32 Bölüm:

42 2 0
                                    

Yanımda oyun seslerini duymamla gözümü açmam bir olmuştu. Kendimi yatarken gördüğüm de uyuduğum aklıma gelmişti. Gözlerimi hafiften açarak sola baktım. Ağabeyim yanıma oturmuş telefondan kağıt oyunları oynuyordu. Benim uyandığımı görünce son hamlesini yapıp telefonunu kapattı.

"Uyanabilmişsin. Acıkmışsındır diye yemek söyledim." dedi, ağabeyim.

Göğüs uçlarımı kaşıyarak, "Teşekkürler. Günaydın." dedim.

Ağabeyim saçlarıma ellerini koyarak, "Hadi kalk, elini yüzünü yıka." dedi.

Yavaştan doğrulanarak lavaboya gitmek için ayağa kalktım. Elimi yüzümü yıkayıp, ağabeyimin yanına geçtim.

"Yemek gelir birazdan." dedi.

Ağabeyim paketinden bir sigara çıkarırken bana da uzatmıştı. O kadar canım nikotin istiyordu ki, elinden hızlıca sigara dalını aldım. Sigaramı yakıp, loş mumlara karşı içiyordum.

"Sen ne yapıyorsun, iyi misin?" demiştim.

Ağabeyim, "İyiyim. İşten çıktım, yanına geldim." dedi.

O arada zilin çalmasıyla ağabeyim aşağı doğru inmeye başladı. Arkasından bende üstüme yeşil, üstü yazılı bir tişört giyerek aşağıya indim. Telefonumu elime aldığım da ön ekranında gözüken +99 bildirime bakmak için telefonumu açtım.

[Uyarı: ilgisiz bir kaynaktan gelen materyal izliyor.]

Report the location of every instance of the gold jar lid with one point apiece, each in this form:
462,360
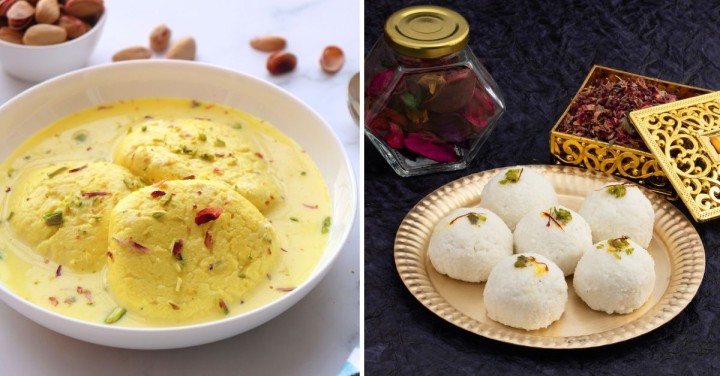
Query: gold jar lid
426,31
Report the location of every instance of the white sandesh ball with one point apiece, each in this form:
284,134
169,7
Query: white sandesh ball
468,242
526,291
557,232
615,276
618,210
514,192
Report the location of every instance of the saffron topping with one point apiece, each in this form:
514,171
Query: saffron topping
156,194
326,225
76,169
115,315
207,215
94,194
177,247
223,306
512,176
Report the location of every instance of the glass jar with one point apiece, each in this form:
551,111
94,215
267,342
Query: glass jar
429,103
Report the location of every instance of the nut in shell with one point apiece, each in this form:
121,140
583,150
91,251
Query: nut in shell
160,38
84,8
20,14
183,49
332,59
9,35
44,34
74,26
5,5
132,53
47,11
281,62
268,43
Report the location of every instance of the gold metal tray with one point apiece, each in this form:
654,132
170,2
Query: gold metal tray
639,166
676,248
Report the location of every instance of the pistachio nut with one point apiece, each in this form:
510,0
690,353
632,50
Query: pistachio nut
44,34
332,59
5,5
9,35
20,14
160,38
132,53
84,8
183,49
74,26
47,11
281,62
268,43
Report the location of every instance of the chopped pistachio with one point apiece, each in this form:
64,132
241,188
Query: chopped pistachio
512,176
54,218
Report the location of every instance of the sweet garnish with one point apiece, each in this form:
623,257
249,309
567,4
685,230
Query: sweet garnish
207,215
473,218
115,315
512,176
53,219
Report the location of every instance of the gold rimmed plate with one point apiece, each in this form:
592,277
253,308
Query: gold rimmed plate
675,247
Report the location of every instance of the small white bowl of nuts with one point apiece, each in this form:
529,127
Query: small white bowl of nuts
40,39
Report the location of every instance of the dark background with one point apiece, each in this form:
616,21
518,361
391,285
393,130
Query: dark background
539,53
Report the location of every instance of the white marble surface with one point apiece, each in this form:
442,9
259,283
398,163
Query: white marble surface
315,336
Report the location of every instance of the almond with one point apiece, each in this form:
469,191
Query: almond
159,38
9,35
183,49
281,62
43,34
268,43
332,59
132,53
47,11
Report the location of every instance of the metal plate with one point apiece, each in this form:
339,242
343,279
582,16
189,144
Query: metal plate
676,249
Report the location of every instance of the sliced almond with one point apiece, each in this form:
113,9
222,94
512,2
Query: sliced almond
268,43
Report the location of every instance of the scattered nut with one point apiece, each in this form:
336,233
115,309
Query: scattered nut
47,11
183,49
74,26
268,43
84,8
20,15
159,38
5,5
132,53
281,62
44,34
332,59
9,35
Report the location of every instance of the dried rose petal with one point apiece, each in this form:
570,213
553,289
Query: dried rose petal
380,83
207,215
428,146
394,137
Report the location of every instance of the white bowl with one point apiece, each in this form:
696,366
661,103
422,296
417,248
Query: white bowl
39,63
49,101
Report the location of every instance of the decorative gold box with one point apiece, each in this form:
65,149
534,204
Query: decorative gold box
637,165
685,137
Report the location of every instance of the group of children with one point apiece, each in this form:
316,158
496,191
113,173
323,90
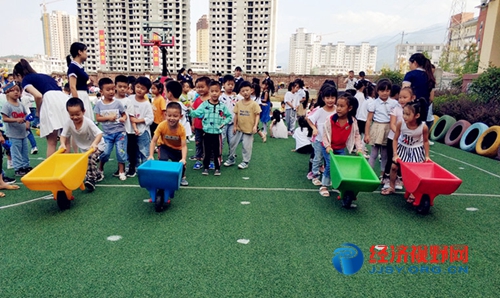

İnstagram bildirimleri, arkadaşlarımın mesajları, annemden fotoğraflar ve bir kaç bildirim daha vardı.
Gözüm İpek'ten gelen 10 mesaja kaydı. Acaba yine ne boş konuşmuştu? Mesaja girmek için bildirimin üstüne tıklayarak, okumaya başladım.

"Evet serdar."
"Baran neden yazmıyorsun?"
"İyi misin?"
"Seni sıkmak istemiyorum."
"Cevap verecek misin?"
"Baran merak etmeye başladım."
"Baran???"
"Bir şey yaptıysam söyler misin?"
"Kaç saat oldu neredesin?"
"Delirmek üzereyim."

Mesajları okuduktan sonra derin bir iç çekerek, "İpek beni bu kadar düşüneceğine, erkek arkadaşınla ilgilenir misin." yazıp, gönderdim.

Masada oturmuş beklerken ağabeyim paketleri masanın üzerine bıraktı. Green Salads'tan aldığı menüleri çıkartmaya başladı. Bana ait olanları önüme çekerek, yavaştan yemeye başladım. Ortam sessizdi. Ağabeyim konuşmuyor, ben de konuşmuyordum.

Kısa süre sonra, "Akşam gezelim mi kardeşim?" dedi, ağabeyim. Sorusuyla sırıtarak, "Bulut ve Baran İkilem dayanışması diyorsun yaniii..." dedim.

Ağabeyim yüzümdeki o sırıtışı görünce elimde olan patatesi ağzıma soktu. Susmamı istediği her halinden belliydi. Konuşsam daha çok konuşacağım gibi gözüküyordu.

Ağabeyim kolasından bir yudum alıp, "Nereye gidiyoruz?" dedi.

Fazla düşünmeden, "Ben içmek istiyorum. Gerisini sen düşün." dedim.

Soslu sebzeli tavuktan ve salatadan bir çatal alarak, "Hem kafa dağıtırız." dedim.

Ağabeyim kafasını onaylarcasına sallarken yemeğimi yiyip, kaldırmam 15 dakikamı almıştı. Odama çıkıp duş alıp, giyinmek için kapıyı açtım. İç çamaşırlarımı bir kenara koyarak, kısa sürede soğuk suyla durulandım.

Kıyafetlerimi giymek için üzerimdeki havluyu askılığa astım. Mavi kot pantolonumu giyip, üzerine beyaz gömleğimi iliklemiştim. Altına beyaz spor ayakkabılarım ve siyah saatimle kombinimi tamamlamıştım. Çıkmadan önce telefonumun ekranına son kez bakarak, İpek'in mesajına girdim.

"Baran ne saçmalıyorsun? Serdar benim arkadaşım." yazmıştı.

Umursamazca, "Tamam İpek, öyledir." yazdım ve çıktım.